Thursday, June 02, 2005

An Interview With My Favorite Celebrity

I simply couldn't resist playing, now that the "about me" questions have inevitably evolved from email to blog. And so, for your reading pleasure, my responses to the interview questions posed by my favorite celebrity:

1. Name your favorite 80's teen icon.
Ah, the 80s -- so full of iconic teens, many of whom unknowingly found their way onto the walls of my peach-and-mint-green-adorned bedroom. With so many worthy candidates, I think it's only fair to crown a king and queen in this category. And the winners are...

King: Kirk Cameron
Queen: Elisabeth Shue

2. If you were a boy, what were your parents going to name you?
I'm not sure my parents even considered such a notion. Based on logic alone, it would seem to be a toss-up between the masculine form of my name, Nicholas, and my first brother's name, Richard. But I'd hope that it would have been something more interesting, like Jean-Pierre.

3. If today were groundhog's day (like the Bill Murray movie) what would you have done differently, knowing that you could re-do it tomorrow?
I'd have blown off work, rescued M from the prison that his office has lately become, and spent some quality time together, something that has been regrettably difficult to do these last few weeks. We'd enjoy lunch and a nap while soaking up some sun at the beach, then head to my all-time favorite amusement park for some rollercoaster-riding fun. Then we'd have a lovely dinner, discussing over a bottle of wine how great it is that we can wake up tomorrow and still have jobs, despite this little escapade, and then we'd catch a show -- maybe at the comedy club, maybe a concert, or maybe a musical. We'd end the day with a rematch of Trivial Pursuit. And this time, I'd win because it's my groundhog's day, dammit!

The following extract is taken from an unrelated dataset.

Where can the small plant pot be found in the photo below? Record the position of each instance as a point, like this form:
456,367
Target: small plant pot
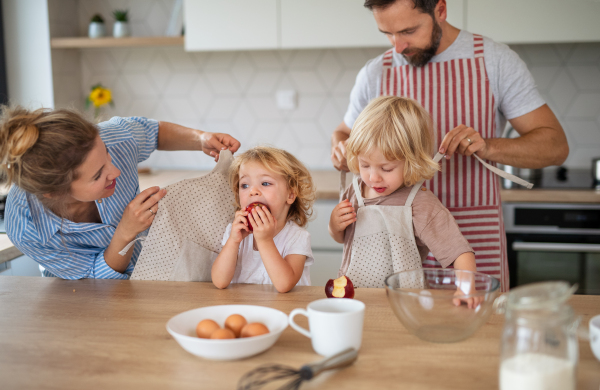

4. If your name no longer contained letters, only numbers, what would you go by?
512153914... 3914 for short... bonus points for anyone who can figure out the super-difficult secret code without the help of your decoder ring.

5. What's the worst lie you ever told and got caught for? - I won't make you "out" yourself on a lie that no one's discovered.
Not unlike most teenagers, I thought I was so much cleverer than my parents. My girlfriends and I created a chain of lies that was clearly unbreakable, because, after all, our parents were complete fools, right?! I was sleeping at Kara's... Kara was sleeping at Wendy's... Wendy at Kathy's... Kathy at Jannell's... Jannell at Sam's... Sam at Melissa's... Melissa at Kristine's... and Kristine at my house. (Are you amazed at the genius of our young minds?!) Problem was, it was prom night. And we, of course, were all going to a hotel party after the dance. In the morning, we awoke to an irate phone call from my father. Which parents broke our unbreakable chain of lies, I'll never know. But I'll never forget the look in my father's eyes when my boyfriend dropped me off that morning -- a combination of fierce anger and severe disappointment. I've not lied to him since.

Want to play?
The Official Interview Game Rules:
1. If you want to participate, leave a comment below saying "interview me."
2. I will respond by asking you five questions -- each person's will be different.
3. You will update your journal/blog with the answers to the questions.
4. You will include this explanation and an offer to interview others in the same post.
5. When others comment asking to be interviewed, you will ask them five questions.


undercover celebrity said...

Totally great king and queen of 80s teen fame. I can't agree more about Kirk Cameron. I had a huge poster of him and would kiss him every night before I went to bed. I also MAY have taken "him" to Christmas dinner at my grandparents house... That may make me certifiably insane. My poor mother somehow made it through those years of early adolescence.

As for your name code -- the only thing I can think is that it's your social security number... right? If so, you really shouldn't post that on the internet :)

Nicole said...

I didn't even realize that my name-in-numbers code was nine digits. How very unknowingly tricky I am!

Let me assure you, dear celebrity friend of mine, that, having spearheaded a campaign on identity theft when I was but an intern at our lovely place of employ, I would never be so foolish as to post my social security number on the internet.

And let that be a notice to all you hackers of blogland... don't even try, 'cause it won't work and I will catch you!